Si j’avais un conseil à donner à David qui viendrait se confesser en disant « j’ai fait tuer… », je veux bien lui donner le pardon de Dieu, mais il va falloir qu’il fasse un choix radical dans sa vie, car s’il continue à être paresseux ou à avoir l’œil de convoitise sur la femme du voisin, ou qu’il couche avec la femme du voisin, cela va recommencer.
b/ Un péché actuel
Un autre cas, plus actuel ; quand on a vingt ans on aime bien faire la fête, on y va avec des amis – c’est une bonne chose ! – et pendant qu’on fait la fête on boit un peu, et parfois un peu trop, et du coup l’on s’embrouille, et on se bat. Et, le lendemain, le garçon qui s’est battu, pénitent, regrettant, vient se confesser « Voilà, mon père, je me suis battu, et je demande pardon pour cela ». Parfait, le Seigneur te pardonne, tu le regrettes vraiment, tu as raison, donc Il te pardonne. La semaine suivante, le garçon repart faire la fête avec ses amis, boit un peu trop, s’embrouille et il se bat. Au moment où il se bat il se dit je ne devrais pas le faire, mais il le fait quand même. Il retourne voir le prêtre, « mon père, pardon »… Alors, il faut peut-être prendre le péché un peu plus tôt ! Certes, il y a un péché dans le fait de se battre, mais peut-être qu’il y a un péché avant qui entraîne quasiment automatiquement cette baston. Alors, du coup, il va se dire « je ne m’embrouillerai pas ». Évidemment, il ressort avec ses amis la semaine suivante, il boit un peu trop, au moment où il s’embrouille, il se dit qu’il ne devrait pas, mais il se bat, et revient encore voir le prêtre. Il se dit peut-être qu’il faut que je ne boive pas trop. La semaine suivante, il sort avec ses amis, il se dit qu’il ne va pas trop boire mais il boit quand même donc il s’embrouille et il se bat. Peut-être qu’il ne faut pas que je boive du tout. Il sort avec ses amis, mais c’est trop dur de ne pas boire du tout, donc il boit quand même et trop, etc… Où est la solution ? peut-être que, dans ce cas-là, la solution serait de ne pas sortir le samedi soir, ou pas avec ces amis-là, qui sont peut-être un mauvais milieu. Peut-être qu’il faudra se couper la main… un choix douloureux… il y a un choix radical à faire pour ne pas se laisser entraîner dans le péché… C’est tellement facile…Un petit pas de plus.

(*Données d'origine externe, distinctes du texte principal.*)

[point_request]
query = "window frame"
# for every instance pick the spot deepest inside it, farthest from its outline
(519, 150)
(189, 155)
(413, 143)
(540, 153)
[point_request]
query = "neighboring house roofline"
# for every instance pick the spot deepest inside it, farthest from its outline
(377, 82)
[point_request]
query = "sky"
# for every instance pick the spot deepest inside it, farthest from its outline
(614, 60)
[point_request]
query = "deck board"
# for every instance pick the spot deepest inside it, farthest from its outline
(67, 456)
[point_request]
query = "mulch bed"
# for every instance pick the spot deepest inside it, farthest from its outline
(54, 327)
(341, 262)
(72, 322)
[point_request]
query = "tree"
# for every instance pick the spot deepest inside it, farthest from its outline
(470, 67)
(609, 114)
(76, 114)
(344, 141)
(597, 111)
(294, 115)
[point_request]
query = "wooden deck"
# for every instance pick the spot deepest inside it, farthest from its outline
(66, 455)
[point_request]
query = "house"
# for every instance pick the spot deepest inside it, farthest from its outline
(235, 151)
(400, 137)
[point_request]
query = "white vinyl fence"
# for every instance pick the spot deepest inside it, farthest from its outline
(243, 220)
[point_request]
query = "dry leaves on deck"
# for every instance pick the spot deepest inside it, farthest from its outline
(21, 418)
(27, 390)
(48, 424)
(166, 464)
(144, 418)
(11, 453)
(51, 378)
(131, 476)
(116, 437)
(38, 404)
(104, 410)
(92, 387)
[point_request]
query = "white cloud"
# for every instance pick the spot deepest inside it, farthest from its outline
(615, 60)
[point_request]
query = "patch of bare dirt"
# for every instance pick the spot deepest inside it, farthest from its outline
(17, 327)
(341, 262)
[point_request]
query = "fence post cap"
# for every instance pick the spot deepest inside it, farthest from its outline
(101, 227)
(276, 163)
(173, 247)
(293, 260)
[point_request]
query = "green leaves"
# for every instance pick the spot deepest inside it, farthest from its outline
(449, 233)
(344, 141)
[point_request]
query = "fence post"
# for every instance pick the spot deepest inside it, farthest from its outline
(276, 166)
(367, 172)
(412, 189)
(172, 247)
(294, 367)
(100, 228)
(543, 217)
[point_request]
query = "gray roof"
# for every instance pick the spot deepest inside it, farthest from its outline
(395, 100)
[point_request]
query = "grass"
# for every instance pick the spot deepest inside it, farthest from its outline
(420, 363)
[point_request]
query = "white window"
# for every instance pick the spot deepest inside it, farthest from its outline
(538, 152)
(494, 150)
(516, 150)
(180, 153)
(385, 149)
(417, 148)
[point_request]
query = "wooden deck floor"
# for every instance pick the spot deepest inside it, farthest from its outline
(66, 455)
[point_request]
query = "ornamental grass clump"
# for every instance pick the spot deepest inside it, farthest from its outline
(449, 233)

En conclusion, il s’agit d’aimer
Finalement, on le voit, c’est de petits pas en petits pas que l’on descend tranquillement du chemin de la perdition, de petits pas en petits pas, et au bout d’un moment, on est tellement bien dans ce chemin de la médiocrité, qu’on ne sait même plus ressortir la tête. Alors le Seigneur vient nous bousculer : « il y a un choix pour toi : la joie de Dieu, ou la géhenne ». Que choisissons-nous ? Je vous parlais du péché contre lequel il faut lutter, et je le maintiens, il faut le faire ; pour autant, vous le savez comme moi, quand il s’agit de lutter contre un péché, on fait plus facilement le compte de nos échecs que de nos réussites.

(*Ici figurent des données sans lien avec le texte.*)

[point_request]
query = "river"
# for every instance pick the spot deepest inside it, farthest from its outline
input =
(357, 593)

Or il ne faut pas oublier une chose, c’est d’aimer : donc il faut lutter contre les manques d’amour, oui, mais surtout faire grandir l’amour, la joie, le bien autour de nous, là où nous sommes, avec mari, femme, parents, enfants, voisins, camarade de classe, de travail, même avec ceux qui sont fatigants, vous les connaissez ! Faire grandir la joie et l’amour là où nous sommes, aimer et se laisser aimer pour pouvoir attendre ce pour quoi nous sommes faits, dès aujourd’hui, et le continuer dans l’éternité, dans la vraie joie, et dans le vrai bonheur.